An average reboot of a classic show.
The world's most beloved serial-killer returns in this reboot of Showtime's classic show, Dexter. The vast majority of its fans felt justifiably frustrated, even betrayed, by the ending of the eighth and final season in which Dexter loses his sister Deb and decides to commit suicide only to be saved at the last minute in a way that remains inexplicable to the audience. The last scene showed Dex working as a lumberjack in the countryside and the fallout of this decision made by the creators of the show has been massive as the Dexter aficionados found this finale to be cheap, lazy, and even deceitful. Nevertheless, the news of the upcoming production of a spin-off series under the title Dexter: New Blood attracted the audience's attention and there were several heated discussion around the web regarding the possible setting and mood of this new venture.
The story is set ten years after the devastating events of the show's eighth season and we find Dexter living in a little town north of New York city, Iron Lake. He now goes by his new alias, Jim Lindsay, the producers' discreet way of paying homage to the author of the Dexter novels, Jeff Lindsay. Dexter is settled to his new place of residence and he has gained a good reputation among the town folk. He works in a gun shop and has a girlfriend, the local chief of the police, Angela. He seems to be relatively happy until his son, Harrison, turns up and tells him that he knows who he really is. Dexter had abandoned his son when he decided that he should drive into the eye of the hurricane Laura, and he hasn't seen him for the last decade. Harrison is now a teenager who seems to have inherited some of his father's dark inclinations and compulsions.
The most important thing to know though is that Dexter hasn't killed anyone for the better part of the last few years and he struggles to follow a routine that makes him feel and act normal. Debra, his sister and soulmate, appears as a ghost in critical times substituting Dex's father, Harry, who was the protagonist's imaginary friend in the original. Nevertheless, while Harry always acted as the voice that helped his stepson maintain his balance and sense, Debra almost hysterically reminds Dexter of the sad fact that everybody around him are doomed to die because of his obsession with killing. I find Debra's character to be slightly irritating and it's just as well that her interventions are kept at a limited level. Don't get me wrong, I loved Jennifer Carpenter's portrayal of the tough-as-nails detective Debra Morgan in the prequel, but this time her character adds nothing essential to the story.
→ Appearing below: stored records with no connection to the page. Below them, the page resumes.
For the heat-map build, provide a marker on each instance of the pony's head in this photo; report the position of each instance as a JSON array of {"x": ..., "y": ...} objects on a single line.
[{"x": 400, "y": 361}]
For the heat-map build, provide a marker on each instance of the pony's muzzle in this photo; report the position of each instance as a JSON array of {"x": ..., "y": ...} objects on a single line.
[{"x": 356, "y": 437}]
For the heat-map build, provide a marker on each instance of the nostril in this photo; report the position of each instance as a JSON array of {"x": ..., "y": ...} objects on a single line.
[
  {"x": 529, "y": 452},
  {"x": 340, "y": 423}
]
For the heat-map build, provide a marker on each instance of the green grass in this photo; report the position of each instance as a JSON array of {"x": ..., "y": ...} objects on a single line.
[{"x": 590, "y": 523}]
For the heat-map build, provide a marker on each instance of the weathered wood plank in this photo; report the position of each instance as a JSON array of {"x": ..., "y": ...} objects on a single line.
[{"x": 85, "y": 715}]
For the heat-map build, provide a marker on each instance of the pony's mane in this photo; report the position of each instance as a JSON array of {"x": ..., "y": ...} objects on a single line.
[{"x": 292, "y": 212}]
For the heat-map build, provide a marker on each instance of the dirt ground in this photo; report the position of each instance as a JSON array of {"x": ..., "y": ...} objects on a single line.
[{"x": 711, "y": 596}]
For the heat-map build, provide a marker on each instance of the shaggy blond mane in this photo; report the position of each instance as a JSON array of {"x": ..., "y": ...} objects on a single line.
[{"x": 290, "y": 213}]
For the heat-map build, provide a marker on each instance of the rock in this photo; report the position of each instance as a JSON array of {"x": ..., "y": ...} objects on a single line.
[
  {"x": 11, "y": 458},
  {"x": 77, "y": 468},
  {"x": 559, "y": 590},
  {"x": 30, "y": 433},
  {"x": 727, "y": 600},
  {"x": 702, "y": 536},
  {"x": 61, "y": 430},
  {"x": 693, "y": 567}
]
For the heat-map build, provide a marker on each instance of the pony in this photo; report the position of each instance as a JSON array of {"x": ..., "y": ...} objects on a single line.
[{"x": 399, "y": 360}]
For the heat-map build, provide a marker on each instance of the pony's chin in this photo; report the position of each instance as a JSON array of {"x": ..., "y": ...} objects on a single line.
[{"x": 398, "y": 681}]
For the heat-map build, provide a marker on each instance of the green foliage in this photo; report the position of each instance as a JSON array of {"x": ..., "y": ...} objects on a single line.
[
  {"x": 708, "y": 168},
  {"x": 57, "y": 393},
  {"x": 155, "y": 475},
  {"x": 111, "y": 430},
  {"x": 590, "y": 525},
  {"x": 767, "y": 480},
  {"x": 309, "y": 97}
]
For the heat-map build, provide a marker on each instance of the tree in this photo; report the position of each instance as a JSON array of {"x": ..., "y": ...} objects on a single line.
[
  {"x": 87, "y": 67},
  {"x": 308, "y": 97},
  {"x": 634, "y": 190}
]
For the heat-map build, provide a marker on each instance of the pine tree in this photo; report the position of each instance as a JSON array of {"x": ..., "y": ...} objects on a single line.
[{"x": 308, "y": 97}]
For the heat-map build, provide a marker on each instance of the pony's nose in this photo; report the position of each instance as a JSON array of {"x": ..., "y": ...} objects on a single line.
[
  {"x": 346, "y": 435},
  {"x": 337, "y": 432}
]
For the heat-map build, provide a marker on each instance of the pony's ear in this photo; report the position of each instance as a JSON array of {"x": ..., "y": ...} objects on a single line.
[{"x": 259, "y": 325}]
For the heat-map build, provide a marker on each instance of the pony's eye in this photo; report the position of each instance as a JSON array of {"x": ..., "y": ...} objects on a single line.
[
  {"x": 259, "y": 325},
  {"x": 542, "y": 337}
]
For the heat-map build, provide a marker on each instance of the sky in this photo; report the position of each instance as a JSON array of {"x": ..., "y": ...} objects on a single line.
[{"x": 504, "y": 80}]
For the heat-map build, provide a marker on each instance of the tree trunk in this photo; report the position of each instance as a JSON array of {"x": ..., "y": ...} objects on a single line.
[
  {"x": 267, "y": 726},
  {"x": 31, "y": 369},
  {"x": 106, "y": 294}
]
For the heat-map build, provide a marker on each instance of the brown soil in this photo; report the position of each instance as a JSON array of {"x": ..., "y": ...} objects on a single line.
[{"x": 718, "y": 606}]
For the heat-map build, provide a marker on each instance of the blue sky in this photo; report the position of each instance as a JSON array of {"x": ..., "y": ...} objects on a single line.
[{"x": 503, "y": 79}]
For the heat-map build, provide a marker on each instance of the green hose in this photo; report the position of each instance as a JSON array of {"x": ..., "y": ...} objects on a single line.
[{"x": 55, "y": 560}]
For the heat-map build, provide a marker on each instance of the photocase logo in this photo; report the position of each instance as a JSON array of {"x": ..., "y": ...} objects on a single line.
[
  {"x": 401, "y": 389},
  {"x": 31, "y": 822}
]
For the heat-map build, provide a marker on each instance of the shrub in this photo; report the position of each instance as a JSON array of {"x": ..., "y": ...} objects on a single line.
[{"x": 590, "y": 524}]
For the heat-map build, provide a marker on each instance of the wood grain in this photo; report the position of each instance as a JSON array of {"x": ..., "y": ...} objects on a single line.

The new show's first episode signifies Dexter's return to murder after all that time. At the same time he receives Harrison's visit and wonders if he should let him stay with him or not. His love for his offspring prevails and he decides to live with him in Iron Lake. Dexter's relationship with his son is one of the main themes of the season, especially as the audience soon realizes that Harrison is a young man filled with secrets and that he has perhaps inherited his father's dark passenger. Dexter is at a loss, not knowing how to treat his teenage son and he contemplates revealing to him the whole truth about him. Furthermore, there is Dexter's relationship with Angela, a determined police officer who understands that something is amiss with her boyfriend, something that she cannot put her finger on until she bumps into Angel Batista, Dexter's ex-colleague who visits a nearby town for a police conference.
So far, Batista is the only character from the original who reappears in this production and it would be nice if he had a larger role to play. Dexter: New Blood is a different show from its prequel both in terms of narrative structure and overall tone and this is not just because the action is transferred from the Miami sunshine to the frosty upstate New York. It is clear that the creators aspired to invigorate the series and the result is satisfying, though there are some defects that blemish the overall picture. The show doesn't have an intriguing enough main plotline and divides its focus between several sub-plots that seem to be loosely connected. The lack of a central narrative vehicle weakens the show's coherence and the audience is often left wondering what exactly is the point of this season. Is it about Dexter and Harrison? Or about the murder that Dexter commits in the first episode and its consequences? Is Angela a key player in the story or not?
All the above questions may perhaps be answered in the course of the season's ten episodes, but as I'm already watching the eighth one, I am not convinced that we will get satisfactory responses to our queries. Michael C. Hall delivers a marginally altered portrayal of Dexter who is not quite the character that we learned to love through his adventures in the original's seasons. Jack Alcott is convincing as Harrison who is bold and fearless, nevertheless he also has a more fragile side that becomes apparent in the later episodes. The other actors do a decent job and Clancy Brown's performance as the local bigshot, Kurt Caldwell, is worthy of a special mention. Clyde Phillips is once again the creator and the man responsible for the many changes featured in Dexter: New Blood. Fans of the original should definitely give it a try while those who are not familiar with the characters' origins will have a hard time appreciating the nuances between the two productions. I will most probably edit this review when I watch the final episode so keep your eyes open.